Round sheet used for children's games

A group of children playing under a parachute.

A playground parachute is a round, multicolored, nylon sheet commonly 20 to 30 feet in diameter. It may or may not have handles on the periphery. It is used by arranging children on the outside, who then vigorously wave the parachute up and down. Playground parachutes are commonly used in kindergarten and early elementary school physical education classes, gymnastics classes, and organized recess, but is aimed for people of all ages.

==Games played with a playground parachute==
Some activities with a playground parachute include:

- Cat and mouse: One child is placed on top of the parachute, and up to three children under the parachute. The cat tries to tag the mice, but the mice are hidden by the wavelike movement of the parachute.

- Ball games: One or many beach balls or playground balls are placed on top of the parachute. The teacher may try to encourage teamwork by getting the children to catapult the ball by working in unison.

- Parachute toss: Similar to blanket toss, but someone is sitting in the middle of a parachute. At the count of three, the children attempt to lift the person in the center off the ground and into the air. This does require some strength and teamwork, depending on the weight of the person and the children must be able to bring him/her back down to the ground in safety.

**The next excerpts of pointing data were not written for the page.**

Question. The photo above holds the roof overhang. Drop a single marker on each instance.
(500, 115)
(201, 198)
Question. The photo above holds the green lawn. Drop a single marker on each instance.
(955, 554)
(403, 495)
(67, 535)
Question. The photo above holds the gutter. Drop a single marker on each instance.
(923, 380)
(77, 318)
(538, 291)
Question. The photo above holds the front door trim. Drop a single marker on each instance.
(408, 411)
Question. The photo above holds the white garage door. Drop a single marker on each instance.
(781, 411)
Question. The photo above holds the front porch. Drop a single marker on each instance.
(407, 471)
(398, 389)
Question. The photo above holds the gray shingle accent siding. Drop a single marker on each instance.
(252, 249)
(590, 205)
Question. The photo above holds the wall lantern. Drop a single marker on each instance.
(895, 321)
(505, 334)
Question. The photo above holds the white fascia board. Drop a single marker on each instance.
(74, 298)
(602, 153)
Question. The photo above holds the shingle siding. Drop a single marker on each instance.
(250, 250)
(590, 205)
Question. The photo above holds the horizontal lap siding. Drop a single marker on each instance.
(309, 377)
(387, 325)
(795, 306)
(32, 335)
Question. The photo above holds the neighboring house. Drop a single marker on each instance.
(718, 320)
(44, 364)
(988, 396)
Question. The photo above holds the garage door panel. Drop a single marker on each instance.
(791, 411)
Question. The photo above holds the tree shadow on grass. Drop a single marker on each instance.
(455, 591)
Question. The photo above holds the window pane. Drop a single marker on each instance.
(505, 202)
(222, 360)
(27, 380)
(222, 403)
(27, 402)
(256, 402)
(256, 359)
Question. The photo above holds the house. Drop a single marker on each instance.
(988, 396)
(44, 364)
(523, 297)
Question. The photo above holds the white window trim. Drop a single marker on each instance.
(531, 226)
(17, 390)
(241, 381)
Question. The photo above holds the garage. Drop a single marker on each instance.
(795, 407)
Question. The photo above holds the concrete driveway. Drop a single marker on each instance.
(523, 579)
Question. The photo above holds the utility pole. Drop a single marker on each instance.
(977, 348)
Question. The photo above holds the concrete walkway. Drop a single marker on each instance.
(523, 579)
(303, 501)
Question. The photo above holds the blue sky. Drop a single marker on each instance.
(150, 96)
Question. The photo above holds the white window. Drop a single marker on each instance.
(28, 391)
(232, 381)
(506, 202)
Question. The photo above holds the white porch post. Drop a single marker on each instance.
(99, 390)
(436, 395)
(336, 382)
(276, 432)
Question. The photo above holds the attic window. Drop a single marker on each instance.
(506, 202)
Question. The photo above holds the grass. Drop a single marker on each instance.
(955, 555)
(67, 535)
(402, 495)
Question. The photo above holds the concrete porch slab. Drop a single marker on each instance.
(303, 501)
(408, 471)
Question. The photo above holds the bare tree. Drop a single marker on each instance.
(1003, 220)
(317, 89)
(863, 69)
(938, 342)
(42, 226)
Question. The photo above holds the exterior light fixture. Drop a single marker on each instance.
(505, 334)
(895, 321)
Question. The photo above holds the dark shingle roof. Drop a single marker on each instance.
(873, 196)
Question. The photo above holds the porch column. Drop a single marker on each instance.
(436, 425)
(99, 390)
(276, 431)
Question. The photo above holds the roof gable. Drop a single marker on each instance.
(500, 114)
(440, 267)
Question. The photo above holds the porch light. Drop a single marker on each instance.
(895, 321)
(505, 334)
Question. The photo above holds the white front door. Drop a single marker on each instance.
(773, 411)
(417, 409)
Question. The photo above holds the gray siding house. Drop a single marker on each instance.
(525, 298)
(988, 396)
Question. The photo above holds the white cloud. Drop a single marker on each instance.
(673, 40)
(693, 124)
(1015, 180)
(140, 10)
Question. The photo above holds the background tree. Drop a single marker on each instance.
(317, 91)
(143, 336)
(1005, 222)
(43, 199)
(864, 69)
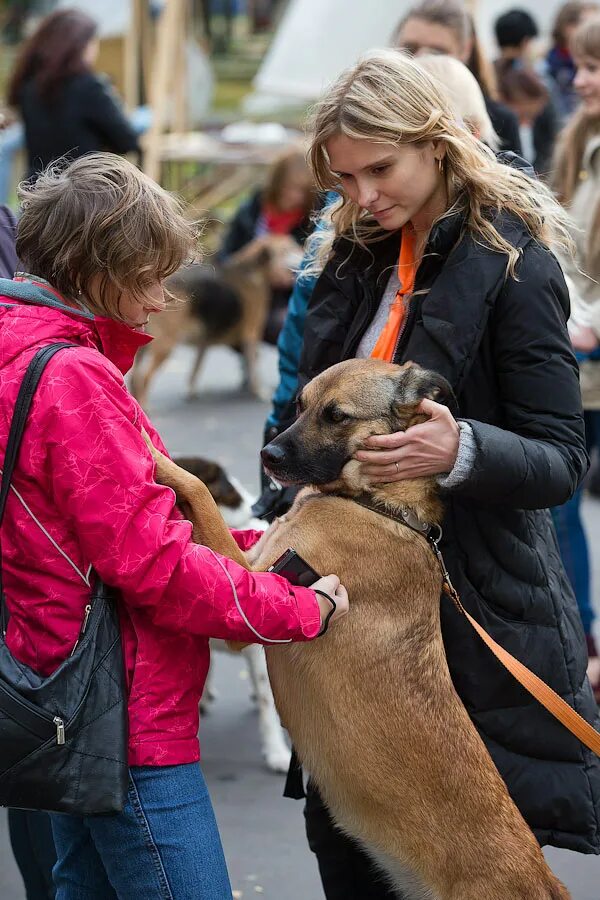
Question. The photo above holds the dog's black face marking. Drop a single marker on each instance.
(215, 479)
(339, 409)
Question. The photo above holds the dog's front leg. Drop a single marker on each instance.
(197, 504)
(275, 750)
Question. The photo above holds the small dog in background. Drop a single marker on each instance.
(235, 503)
(227, 304)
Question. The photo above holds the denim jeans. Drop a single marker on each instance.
(33, 847)
(165, 845)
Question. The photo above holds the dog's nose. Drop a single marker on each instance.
(272, 455)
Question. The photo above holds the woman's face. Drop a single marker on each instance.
(294, 189)
(418, 37)
(136, 312)
(133, 311)
(395, 183)
(587, 84)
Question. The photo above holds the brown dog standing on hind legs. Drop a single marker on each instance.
(226, 304)
(370, 706)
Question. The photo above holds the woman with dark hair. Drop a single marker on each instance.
(559, 63)
(67, 110)
(444, 26)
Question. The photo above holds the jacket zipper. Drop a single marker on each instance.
(60, 730)
(86, 616)
(57, 721)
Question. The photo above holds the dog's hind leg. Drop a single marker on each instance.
(250, 363)
(274, 748)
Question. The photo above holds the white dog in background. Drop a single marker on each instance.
(235, 504)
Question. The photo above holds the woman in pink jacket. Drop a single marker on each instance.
(99, 237)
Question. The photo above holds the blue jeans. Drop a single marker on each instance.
(165, 845)
(572, 541)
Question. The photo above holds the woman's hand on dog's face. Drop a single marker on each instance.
(426, 449)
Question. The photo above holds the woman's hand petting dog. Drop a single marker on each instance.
(330, 585)
(429, 448)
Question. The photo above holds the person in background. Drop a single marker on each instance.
(576, 181)
(515, 32)
(438, 253)
(465, 95)
(66, 109)
(559, 65)
(470, 107)
(444, 26)
(30, 832)
(523, 91)
(284, 206)
(97, 238)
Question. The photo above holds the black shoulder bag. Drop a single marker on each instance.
(63, 739)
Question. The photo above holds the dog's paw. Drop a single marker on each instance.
(278, 760)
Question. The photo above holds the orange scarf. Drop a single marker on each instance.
(388, 339)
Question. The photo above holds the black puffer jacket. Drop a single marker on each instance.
(503, 346)
(83, 117)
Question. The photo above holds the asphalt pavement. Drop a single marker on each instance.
(263, 833)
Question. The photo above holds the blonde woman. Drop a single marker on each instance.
(576, 180)
(439, 254)
(98, 238)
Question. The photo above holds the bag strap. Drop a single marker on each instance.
(17, 426)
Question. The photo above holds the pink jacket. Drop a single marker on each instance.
(84, 496)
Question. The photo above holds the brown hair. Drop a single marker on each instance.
(53, 53)
(277, 176)
(388, 98)
(516, 81)
(568, 14)
(451, 15)
(573, 139)
(99, 216)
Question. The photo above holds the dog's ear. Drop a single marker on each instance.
(413, 384)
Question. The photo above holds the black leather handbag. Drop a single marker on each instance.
(63, 739)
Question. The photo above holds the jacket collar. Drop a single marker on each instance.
(461, 287)
(117, 341)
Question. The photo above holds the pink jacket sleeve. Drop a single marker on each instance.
(128, 527)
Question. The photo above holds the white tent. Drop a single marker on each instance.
(317, 39)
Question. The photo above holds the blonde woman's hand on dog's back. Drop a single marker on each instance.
(331, 585)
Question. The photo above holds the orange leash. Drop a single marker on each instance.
(555, 705)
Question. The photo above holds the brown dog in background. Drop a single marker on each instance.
(370, 706)
(227, 304)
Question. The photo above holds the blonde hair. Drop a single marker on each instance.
(572, 142)
(464, 92)
(388, 98)
(100, 217)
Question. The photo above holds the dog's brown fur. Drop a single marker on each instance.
(249, 275)
(370, 707)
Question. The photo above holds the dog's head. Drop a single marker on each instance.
(340, 409)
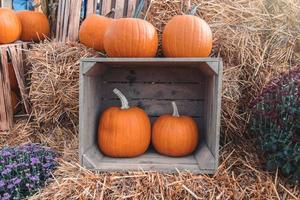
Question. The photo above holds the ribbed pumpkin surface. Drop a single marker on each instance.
(92, 31)
(35, 25)
(187, 36)
(10, 26)
(130, 37)
(175, 136)
(124, 133)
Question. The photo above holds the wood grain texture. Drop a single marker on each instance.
(106, 6)
(196, 89)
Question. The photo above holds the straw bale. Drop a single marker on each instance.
(54, 86)
(256, 39)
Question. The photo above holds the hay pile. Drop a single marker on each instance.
(240, 175)
(256, 39)
(54, 89)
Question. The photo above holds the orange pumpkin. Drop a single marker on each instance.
(14, 101)
(187, 36)
(10, 26)
(12, 77)
(175, 135)
(131, 37)
(124, 132)
(35, 25)
(92, 31)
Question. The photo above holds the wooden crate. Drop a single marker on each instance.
(152, 83)
(11, 53)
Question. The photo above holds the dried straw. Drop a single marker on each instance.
(240, 176)
(55, 82)
(256, 39)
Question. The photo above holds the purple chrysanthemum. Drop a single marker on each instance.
(24, 169)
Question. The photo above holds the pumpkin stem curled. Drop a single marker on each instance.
(175, 109)
(122, 98)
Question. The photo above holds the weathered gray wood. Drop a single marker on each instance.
(157, 108)
(150, 87)
(106, 7)
(155, 91)
(131, 8)
(6, 3)
(153, 74)
(119, 8)
(91, 7)
(89, 114)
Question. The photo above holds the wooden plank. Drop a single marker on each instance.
(66, 16)
(206, 112)
(6, 3)
(155, 91)
(73, 30)
(106, 7)
(131, 8)
(91, 7)
(154, 74)
(7, 112)
(119, 9)
(160, 107)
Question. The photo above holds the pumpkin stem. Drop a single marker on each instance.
(194, 9)
(122, 98)
(175, 109)
(139, 9)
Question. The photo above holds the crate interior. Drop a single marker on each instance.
(151, 87)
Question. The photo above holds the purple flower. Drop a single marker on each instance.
(5, 153)
(5, 196)
(29, 185)
(16, 181)
(6, 171)
(34, 178)
(34, 161)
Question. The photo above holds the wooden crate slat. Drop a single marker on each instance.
(146, 74)
(156, 90)
(131, 8)
(199, 99)
(119, 9)
(6, 3)
(74, 20)
(160, 107)
(6, 108)
(91, 7)
(106, 7)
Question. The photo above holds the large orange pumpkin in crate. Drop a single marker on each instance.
(35, 26)
(92, 31)
(175, 135)
(125, 131)
(10, 26)
(131, 37)
(187, 36)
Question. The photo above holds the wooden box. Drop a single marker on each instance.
(151, 84)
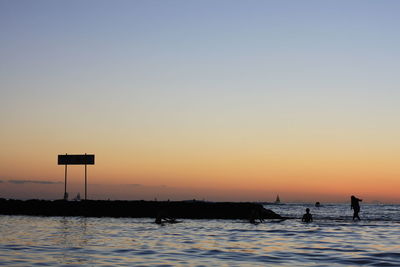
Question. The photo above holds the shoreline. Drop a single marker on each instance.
(137, 209)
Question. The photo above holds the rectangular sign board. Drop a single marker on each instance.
(76, 159)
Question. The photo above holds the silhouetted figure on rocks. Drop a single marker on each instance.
(355, 205)
(307, 217)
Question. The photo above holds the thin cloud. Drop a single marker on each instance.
(32, 182)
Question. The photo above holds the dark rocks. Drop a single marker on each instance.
(136, 209)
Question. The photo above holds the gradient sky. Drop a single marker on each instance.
(221, 100)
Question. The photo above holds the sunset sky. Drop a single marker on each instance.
(216, 100)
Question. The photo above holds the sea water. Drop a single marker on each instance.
(332, 239)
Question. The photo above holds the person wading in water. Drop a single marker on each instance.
(355, 205)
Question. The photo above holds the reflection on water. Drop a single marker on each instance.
(123, 241)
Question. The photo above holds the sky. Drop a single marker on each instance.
(215, 100)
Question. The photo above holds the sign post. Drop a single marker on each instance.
(75, 160)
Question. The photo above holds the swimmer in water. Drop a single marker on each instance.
(307, 217)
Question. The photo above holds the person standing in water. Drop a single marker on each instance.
(307, 217)
(355, 205)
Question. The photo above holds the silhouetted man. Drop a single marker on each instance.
(307, 217)
(355, 205)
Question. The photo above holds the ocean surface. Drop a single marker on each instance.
(333, 239)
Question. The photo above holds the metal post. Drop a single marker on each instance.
(65, 183)
(85, 182)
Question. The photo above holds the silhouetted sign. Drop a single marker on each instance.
(75, 159)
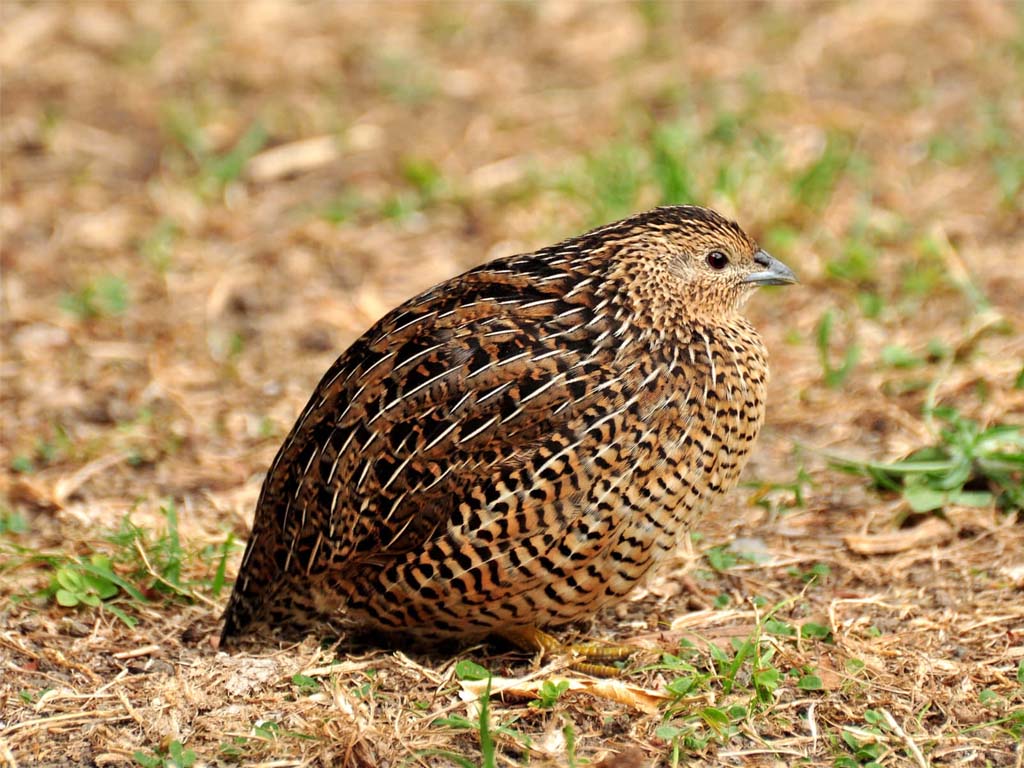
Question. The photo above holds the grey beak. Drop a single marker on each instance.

- Ring Around the Rosie: This traditional nursery rhyme game can also be played with a parachute as the children walk in a circle while holding on to the parachute. Then, when the children say, "We all fall down!", they sit on the ground as the parachute goes up, making an air bubble.

- Circus Tent: The parachute is brought up, then the children raise their part of the parachutes over their heads and behind their back, and sit down. This creates an air pocket which resembles a circus tent. This game is also sometimes called, "Mushroom" or "Tent".

- Trading Spaces: At the count of three, the parachute is brought up and the teacher may call out any of the colors the children are holding, the color across from each of the children (this is used only with a parachute that has an odd number of each of the colors on the parachute), or just the children's names. After the teacher does so, those kids will run under the parachute and switch places with another kid.

- Shark and Lifeguard: A child will go under the parachute and pick a victim to be pulled under, the victim will shout 'Lifeguard!' if the child who is the lifeguard didn't pull the victim out in time he/she will suddenly become a shark and so on.

- Popcorn: The teacher places a number of beanbags, small balls, or cotton balls onto the middle of the parachute. Then, the children shake the parachute to make them pop up like "popcorn".

- Washing Machine: The teacher places one child to sit cross legged in the middle of the parachute and mimes pouring laundry soap and fabric softener on top. Then the teacher and other children walk around in a circle to enclose the child and this gets progressively smaller. When all the parachute has been wrapped around the middle child and there is not much left, on the count of three the teacher and other children rapidly move outwards, which causes the child in the middle to spin around.